'Marisol' at The Artistic Home: Urban wasteland in Jose Rivera's play is losing relevance
THEATER REVIEW: "Marisol" ★★ Through July 31 at The Artistic Home, 3914 N. Clark St.; Running time: 2 hours; Tickets: $28 at 866-811-4111 or www.theartistichome.org
In Jose Rivera's “Marisol,” New York City is a terrifying place: crime-ridden, graffiti-strewn, filled with displaced souls and not so different, really, from a war zone. No wonder its central character acquires a guardian angel.
The great Puerto Rican playwright penned this piece in 1992 — toward the end, really, of the great urban decline and just prior to the law-and-order cleanups that created, depending on your point of view, a reborn Manhattan or an increasingly expensive and stratified urban theme park where most Americans can barely afford a hotel, let alone an apartment. Either way, it's incontrovertibly true that American cities have changed, and this play seems to look back on a very different New York City.

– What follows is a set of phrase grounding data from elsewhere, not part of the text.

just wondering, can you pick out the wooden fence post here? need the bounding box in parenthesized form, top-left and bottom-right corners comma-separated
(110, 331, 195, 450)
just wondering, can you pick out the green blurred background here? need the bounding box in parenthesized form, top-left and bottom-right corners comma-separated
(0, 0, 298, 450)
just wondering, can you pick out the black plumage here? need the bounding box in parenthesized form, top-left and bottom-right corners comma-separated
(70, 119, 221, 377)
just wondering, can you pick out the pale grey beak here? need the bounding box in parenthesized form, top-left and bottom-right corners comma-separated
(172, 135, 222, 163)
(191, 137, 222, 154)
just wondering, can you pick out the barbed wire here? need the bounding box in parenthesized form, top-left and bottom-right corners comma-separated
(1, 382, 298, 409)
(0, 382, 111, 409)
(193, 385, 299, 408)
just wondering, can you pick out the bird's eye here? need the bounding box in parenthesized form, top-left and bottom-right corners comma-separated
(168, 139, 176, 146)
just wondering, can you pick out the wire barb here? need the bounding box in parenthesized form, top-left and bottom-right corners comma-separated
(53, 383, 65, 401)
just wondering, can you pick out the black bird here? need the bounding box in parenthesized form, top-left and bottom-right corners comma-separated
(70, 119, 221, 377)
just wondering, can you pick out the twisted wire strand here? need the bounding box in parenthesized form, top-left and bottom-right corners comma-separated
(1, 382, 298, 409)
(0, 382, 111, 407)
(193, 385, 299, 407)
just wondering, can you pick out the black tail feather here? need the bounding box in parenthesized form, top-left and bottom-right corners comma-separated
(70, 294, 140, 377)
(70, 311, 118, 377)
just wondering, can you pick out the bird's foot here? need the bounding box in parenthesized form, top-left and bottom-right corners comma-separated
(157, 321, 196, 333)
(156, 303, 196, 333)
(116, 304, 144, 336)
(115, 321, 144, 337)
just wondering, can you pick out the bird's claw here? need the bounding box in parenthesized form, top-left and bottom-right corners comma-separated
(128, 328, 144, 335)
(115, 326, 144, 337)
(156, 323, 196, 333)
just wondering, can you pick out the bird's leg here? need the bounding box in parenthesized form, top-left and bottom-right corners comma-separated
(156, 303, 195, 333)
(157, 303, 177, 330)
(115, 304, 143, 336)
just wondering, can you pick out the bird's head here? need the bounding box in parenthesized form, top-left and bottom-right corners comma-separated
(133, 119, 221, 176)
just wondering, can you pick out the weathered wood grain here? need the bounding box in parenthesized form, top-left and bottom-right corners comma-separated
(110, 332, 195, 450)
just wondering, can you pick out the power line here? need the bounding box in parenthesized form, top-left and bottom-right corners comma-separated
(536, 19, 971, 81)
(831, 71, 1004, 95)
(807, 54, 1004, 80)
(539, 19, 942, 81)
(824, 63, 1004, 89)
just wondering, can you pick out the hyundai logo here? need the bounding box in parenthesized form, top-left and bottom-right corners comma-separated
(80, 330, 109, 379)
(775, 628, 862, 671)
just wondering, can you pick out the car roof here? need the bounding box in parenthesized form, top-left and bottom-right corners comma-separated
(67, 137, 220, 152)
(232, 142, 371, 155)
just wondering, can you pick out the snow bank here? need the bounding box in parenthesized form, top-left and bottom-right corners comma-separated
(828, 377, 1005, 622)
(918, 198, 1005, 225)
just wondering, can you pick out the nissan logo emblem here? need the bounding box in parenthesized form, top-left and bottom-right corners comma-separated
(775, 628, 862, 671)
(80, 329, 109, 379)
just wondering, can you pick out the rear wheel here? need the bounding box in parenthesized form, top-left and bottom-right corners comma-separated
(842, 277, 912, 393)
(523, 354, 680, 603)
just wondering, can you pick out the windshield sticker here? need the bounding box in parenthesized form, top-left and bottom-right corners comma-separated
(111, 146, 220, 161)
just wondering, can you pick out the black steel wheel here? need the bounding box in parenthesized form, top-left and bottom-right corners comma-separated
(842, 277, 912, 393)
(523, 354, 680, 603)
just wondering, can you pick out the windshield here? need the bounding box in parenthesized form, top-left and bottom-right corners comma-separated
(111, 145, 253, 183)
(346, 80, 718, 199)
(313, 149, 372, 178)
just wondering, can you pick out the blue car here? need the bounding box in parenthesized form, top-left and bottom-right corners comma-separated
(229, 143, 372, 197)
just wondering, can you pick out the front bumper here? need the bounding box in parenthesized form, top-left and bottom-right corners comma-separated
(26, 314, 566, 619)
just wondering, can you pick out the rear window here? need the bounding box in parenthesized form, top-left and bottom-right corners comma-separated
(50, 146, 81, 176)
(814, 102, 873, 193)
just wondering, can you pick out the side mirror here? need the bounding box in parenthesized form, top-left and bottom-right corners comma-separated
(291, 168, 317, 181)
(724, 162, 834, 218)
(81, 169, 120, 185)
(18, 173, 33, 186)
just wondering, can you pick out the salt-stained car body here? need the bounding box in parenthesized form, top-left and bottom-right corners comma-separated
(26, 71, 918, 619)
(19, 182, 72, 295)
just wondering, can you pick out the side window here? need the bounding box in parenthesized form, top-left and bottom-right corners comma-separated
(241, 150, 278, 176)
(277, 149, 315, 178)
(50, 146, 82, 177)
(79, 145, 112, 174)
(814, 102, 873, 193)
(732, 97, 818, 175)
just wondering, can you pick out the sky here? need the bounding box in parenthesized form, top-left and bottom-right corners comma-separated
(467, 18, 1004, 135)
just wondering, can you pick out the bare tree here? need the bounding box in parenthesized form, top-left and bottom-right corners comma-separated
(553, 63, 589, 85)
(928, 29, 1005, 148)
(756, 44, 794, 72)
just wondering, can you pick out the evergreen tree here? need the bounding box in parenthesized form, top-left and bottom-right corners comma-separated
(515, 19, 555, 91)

Although this is certainly a creative, honest and well-acted staging of a play that's among Rivera's most interesting and visceral works (it's a good example of why the overused term “magic realism” has become so inadequate), I kept waiting for John Mossman's production at The Artistic Home to explore what this work means in the here-and-now. That does not really happen; this isn't a production that makes the case for its own relevance. That's often a danger in a theater company that concentrates primarily on the craft of acting.